Padma Lakshmi Revealed What She Wants To Change About "Top Chef"

The Top Chef host opened up about the show, her fight to raise awareness about endometriosis, and her own #MeToo story in a new episode of Profile.

Padma Lakshmi says she felt compelled to tell her own #MeToo story after President Donald Trump expressed doubt over Christine Blasey Ford’s allegations against Supreme Court Justice Brett Kavanaugh in September.

Lakshmi, who was interviewed on Sunday night’s episode of BuzzFeed News’ Profile by new host Ashley Ford, said the president’s words sparked a fire in her, but she wasn’t sure of the best way to tell her story.

The star, who has been a host on Top Chef since Season 2, recalled someone in her office asking if she wanted to participate in the #WhyIDidntReport hashtag on Twitter — the result of Trump’s insistence that if Christine Blasey Ford were really attacked by Kavanaugh, as she claimed, she would’ve reported it to the proper authorities — but Lakshmi said she “didn’t feel good about just tweeting something.”

“I felt that this was a serious issue,” she said. “And what happened to me was so deep and important and wrong that it deserved more than a tweet.”

Lakshmi chose to tell her story in a New York Times op-ed in late September, where she wrote about the shame she experienced after being raped when she was 16 years old, an incident she didn’t report at the time.

“We had no language in the 1980s for date rape,” Lakshmi wrote in the newspaper. “I imagined that adults would say: ‘What the hell were you doing in his apartment?
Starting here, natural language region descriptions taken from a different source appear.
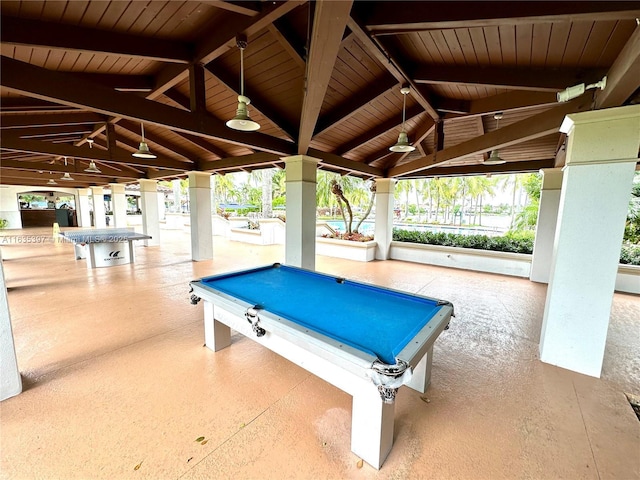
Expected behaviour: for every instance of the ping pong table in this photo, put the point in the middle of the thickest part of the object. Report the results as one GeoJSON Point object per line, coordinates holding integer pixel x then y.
{"type": "Point", "coordinates": [104, 247]}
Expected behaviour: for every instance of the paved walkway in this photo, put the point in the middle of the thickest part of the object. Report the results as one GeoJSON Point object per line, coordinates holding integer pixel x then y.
{"type": "Point", "coordinates": [118, 384]}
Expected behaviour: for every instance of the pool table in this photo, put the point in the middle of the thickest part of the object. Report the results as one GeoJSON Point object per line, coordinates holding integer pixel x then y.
{"type": "Point", "coordinates": [364, 339]}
Why were you dating someone so much older?’”

She told BuzzFeed News that writing about her experience was “very cathartic” and “emotionally shaky.”

Lakshmi said that another inspiration to write about her sexual assault was Anita Hill, who alleged in 1991 during televised hearings before the Senate Judiciary Committee that then–Supreme Court nominee Clarence Thomas sexual harassed her.
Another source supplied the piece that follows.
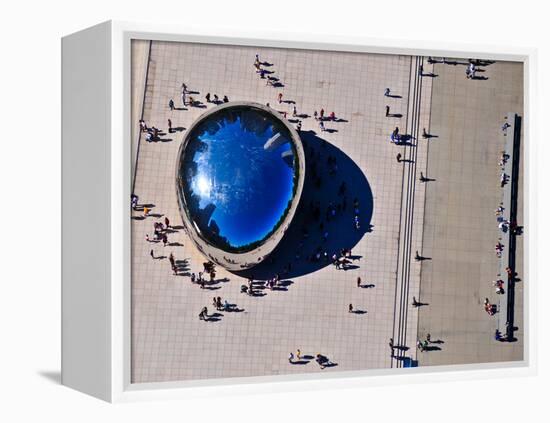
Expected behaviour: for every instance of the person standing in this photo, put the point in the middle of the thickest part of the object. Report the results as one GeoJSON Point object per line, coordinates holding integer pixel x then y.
{"type": "Point", "coordinates": [183, 99]}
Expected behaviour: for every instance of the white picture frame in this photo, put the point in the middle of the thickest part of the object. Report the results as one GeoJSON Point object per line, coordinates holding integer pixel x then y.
{"type": "Point", "coordinates": [96, 190]}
“That was 30 years ago,” Lakshmi said, recalling the Hill/Thomas hearings. “I thought, When my daughter goes to college, I don't want her watching another hearing like this. And so I had to write it.”

video-player.buzzfeed.com

Lakshmi acknowledged that she’s someone who has the resources and access to tools that help people who have been through similar trauma, like counseling and a solid support system, but noted that’s not the case for a significant portion of the population.

“We need to try and create a safe space for victims to come out and report without being revictimized,” said Lakshmi. “Because if we don't, nobody will speak up — and I think fathers and brothers and mothers and sisters want to protect their loved ones and we should all come together and do that.”

In addition to being an ambassador for women's rights and immigration rights for the American Civil Liberties Union, Lakshmi has also spoken openly about her endometriosis — a chronic disorder thought to impact 200 million women worldwide that causes pain, menstrual irregularities, and sometimes infertility.

Lakshmi described going through “a reproductive crisis” as a result of the condition, and said she was encouraged by her doctor to spread the word about endometriosis to other young women.

So little by little I started talking about something that was really private, really icky, and really intimate,” Lakshmi said. “And you know, as girls we were embarrassed by our periods, and we really shouldn't be, because if it wasn't for our period there would be no human life.”

Though endometriosis has no cure, Lakshmi said that there is “really good treatment” for the condition. Once she got on the other side of the disorder, beginning treatment at the age of 36, Lakshmi said, she felt relieved, but also angry because she could’ve saved herself “16 years of pain and shame.”

She said she’s found a way to turn her personal experience with it “into something powerful.”

“I think we have much more awareness now about that illness,” Lakshmi said.

“I mean, it was never my choice to go and talk about, you know, my period or my vagina, but I think any embarrassment that I would have experienced was nothing compared to the potential for helping a whole new generation of young women,” she said.

Even though Lakshmi has dabbled in acting and is a devout philanthropist, she’s probably best known as the host of Top Chef, the high-end cooking show she’s hosted for more than a decade. For Lakshmi, there are still a few things the show, currently in its 16th season, could improve upon.

video-player.buzzfeed.com

The star said her wish is to have more women as guest judges on the program, as well as more people of color, a problem she says is hard to navigate because most of the “professional food world is dominated by men” who are overwhelmingly white.

Lakshmi said that although misogyny and chauvinism permeate much of our culture at large, she doesn’t believe it’s the sole reason there are more male chefs in the food industry. “I think it's also because the hours are really hard,” she said. “You know, it's hard to have a family; it's hard to be pregnant while you're cooking on the line.”

The star maintained that unless there’s a shift within the industry, nothing will change as far as bringing more women chefs into the fold.

“But I'm just talking to you about, you know, one industry,” she said. “I mean, every industry is suffering from those symptoms.”